I did a quick test using the search flink job, unfortunately it failed because some newer java17 jvm options are not passed properly, esp. https://gerrit.wikimedia.org/r/plugins/gitiles/operations/deployment-charts/+/refs/heads/master/charts/flink-kubernetes-operator/conf/flink-conf.yaml#27 which is supposed to attach those for any job running flink v19 or later. Overall this is good news because these options are only useful for java17 which suggests that java17 is actively used by others. We just have to debug the operator chart or flink-app chart to understand why these options are not propagated to downstream jobs.
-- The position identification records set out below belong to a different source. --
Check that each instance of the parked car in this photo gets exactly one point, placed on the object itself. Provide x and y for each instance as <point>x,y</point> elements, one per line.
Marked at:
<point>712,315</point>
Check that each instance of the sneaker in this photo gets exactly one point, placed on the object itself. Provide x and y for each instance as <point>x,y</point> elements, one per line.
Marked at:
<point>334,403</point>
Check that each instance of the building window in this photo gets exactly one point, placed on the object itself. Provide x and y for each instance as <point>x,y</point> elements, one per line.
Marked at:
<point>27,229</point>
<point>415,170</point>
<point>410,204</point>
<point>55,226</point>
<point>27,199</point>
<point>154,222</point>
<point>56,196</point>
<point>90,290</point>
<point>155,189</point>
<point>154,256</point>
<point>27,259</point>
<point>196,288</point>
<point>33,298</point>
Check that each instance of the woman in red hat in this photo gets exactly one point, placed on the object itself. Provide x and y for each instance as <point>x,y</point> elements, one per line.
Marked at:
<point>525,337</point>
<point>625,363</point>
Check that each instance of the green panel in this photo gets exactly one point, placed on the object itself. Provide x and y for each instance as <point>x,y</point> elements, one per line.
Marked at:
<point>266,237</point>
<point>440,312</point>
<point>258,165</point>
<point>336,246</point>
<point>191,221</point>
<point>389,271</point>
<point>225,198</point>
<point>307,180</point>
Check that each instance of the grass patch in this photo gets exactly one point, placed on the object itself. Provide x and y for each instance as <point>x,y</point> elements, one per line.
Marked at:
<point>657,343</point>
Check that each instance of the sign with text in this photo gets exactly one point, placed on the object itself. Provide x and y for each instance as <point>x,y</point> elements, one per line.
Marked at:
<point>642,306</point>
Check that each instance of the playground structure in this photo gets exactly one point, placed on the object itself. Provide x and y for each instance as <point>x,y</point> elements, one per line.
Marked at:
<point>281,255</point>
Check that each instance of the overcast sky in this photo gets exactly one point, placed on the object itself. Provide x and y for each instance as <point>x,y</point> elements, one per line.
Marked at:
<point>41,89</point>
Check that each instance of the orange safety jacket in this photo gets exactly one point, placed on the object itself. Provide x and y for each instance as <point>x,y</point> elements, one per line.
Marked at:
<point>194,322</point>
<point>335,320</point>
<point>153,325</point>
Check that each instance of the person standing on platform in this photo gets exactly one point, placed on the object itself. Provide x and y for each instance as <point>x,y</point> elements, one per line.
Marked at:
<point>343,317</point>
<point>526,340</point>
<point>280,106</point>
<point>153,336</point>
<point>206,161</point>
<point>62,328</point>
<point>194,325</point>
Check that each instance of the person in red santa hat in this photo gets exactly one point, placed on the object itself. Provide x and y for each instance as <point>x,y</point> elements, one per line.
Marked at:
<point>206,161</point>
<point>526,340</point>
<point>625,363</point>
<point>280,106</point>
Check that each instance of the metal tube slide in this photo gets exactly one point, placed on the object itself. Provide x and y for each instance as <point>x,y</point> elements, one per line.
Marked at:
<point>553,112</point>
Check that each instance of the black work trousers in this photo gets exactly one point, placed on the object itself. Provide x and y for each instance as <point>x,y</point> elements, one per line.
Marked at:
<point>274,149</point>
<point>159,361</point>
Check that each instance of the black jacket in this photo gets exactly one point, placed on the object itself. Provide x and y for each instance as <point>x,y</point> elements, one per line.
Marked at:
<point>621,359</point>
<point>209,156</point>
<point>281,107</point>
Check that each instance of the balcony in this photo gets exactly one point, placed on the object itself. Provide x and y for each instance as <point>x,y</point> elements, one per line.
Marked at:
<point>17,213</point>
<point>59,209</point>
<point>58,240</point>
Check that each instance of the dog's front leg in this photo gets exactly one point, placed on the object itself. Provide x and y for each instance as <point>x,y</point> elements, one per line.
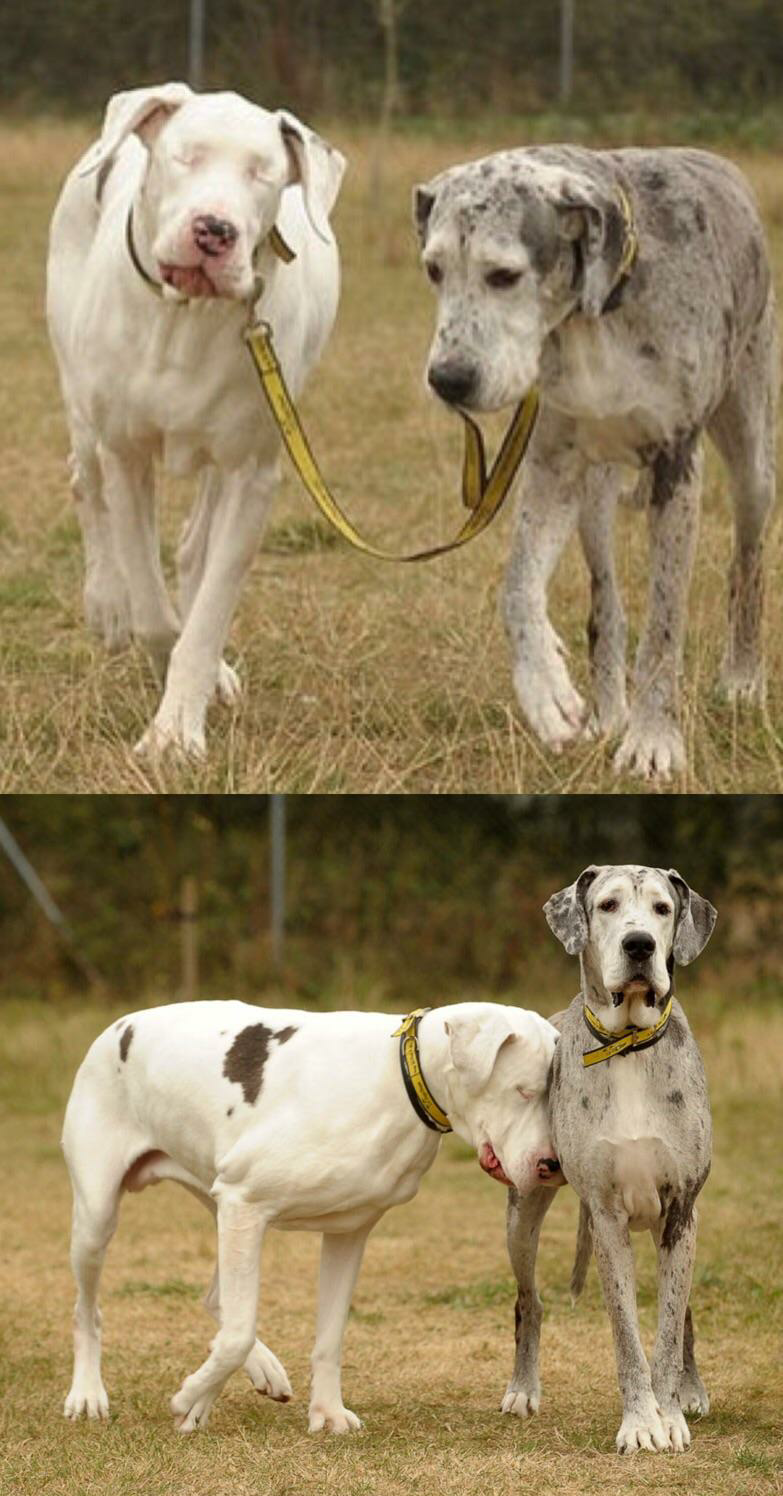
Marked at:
<point>195,669</point>
<point>524,1219</point>
<point>129,489</point>
<point>340,1261</point>
<point>675,1240</point>
<point>545,516</point>
<point>643,1426</point>
<point>653,745</point>
<point>240,1233</point>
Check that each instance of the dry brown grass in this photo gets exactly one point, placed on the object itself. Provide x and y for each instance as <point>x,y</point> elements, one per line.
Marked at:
<point>358,675</point>
<point>428,1344</point>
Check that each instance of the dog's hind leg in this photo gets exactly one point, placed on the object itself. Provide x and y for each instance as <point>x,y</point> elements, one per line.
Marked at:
<point>744,431</point>
<point>96,1178</point>
<point>693,1396</point>
<point>524,1219</point>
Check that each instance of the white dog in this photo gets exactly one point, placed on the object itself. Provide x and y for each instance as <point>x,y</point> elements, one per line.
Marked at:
<point>168,235</point>
<point>298,1121</point>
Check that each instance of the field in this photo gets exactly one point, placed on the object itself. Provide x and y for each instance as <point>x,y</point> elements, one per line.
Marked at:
<point>360,676</point>
<point>430,1338</point>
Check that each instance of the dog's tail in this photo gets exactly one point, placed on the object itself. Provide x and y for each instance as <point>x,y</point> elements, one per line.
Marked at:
<point>584,1251</point>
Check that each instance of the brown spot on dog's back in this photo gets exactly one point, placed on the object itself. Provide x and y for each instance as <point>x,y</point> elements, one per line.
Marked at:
<point>247,1056</point>
<point>246,1059</point>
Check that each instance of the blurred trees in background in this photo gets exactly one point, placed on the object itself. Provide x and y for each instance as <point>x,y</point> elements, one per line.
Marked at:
<point>388,898</point>
<point>327,57</point>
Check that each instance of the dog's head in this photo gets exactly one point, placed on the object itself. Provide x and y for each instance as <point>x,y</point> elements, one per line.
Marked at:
<point>512,244</point>
<point>216,171</point>
<point>496,1088</point>
<point>631,925</point>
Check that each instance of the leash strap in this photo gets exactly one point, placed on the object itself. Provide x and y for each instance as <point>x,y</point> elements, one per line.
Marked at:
<point>418,1091</point>
<point>626,1040</point>
<point>482,495</point>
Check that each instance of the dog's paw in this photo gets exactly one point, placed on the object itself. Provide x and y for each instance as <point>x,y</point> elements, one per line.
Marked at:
<point>192,1408</point>
<point>652,750</point>
<point>550,703</point>
<point>643,1430</point>
<point>267,1374</point>
<point>677,1429</point>
<point>521,1401</point>
<point>178,736</point>
<point>741,685</point>
<point>87,1396</point>
<point>333,1418</point>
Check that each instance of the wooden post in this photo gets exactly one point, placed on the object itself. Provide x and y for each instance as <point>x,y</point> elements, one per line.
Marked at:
<point>189,914</point>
Change #1189823 had a related patch set uploaded (by DCausse; author: DCausse):

[operations/deployment-charts@master] flink-operator: allow upstream config to be applied

https://gerrit.wikimedia.org/r/1189823

With some tweaks of the java option we have the search flink job running java17 and bookworm in wikikube staging, we'll let it run for a while and monitor various metrics.

Change #1189823 merged by Brouberol:

[operations/deployment-charts@master] flink-operator: allow upstream config to be applied

https://gerrit.wikimedia.org/r/1189823

The rdf-streaming-updater is now running on top of java17 with flink 1.20.2 on both codfw and eqiad. So far it looks stable.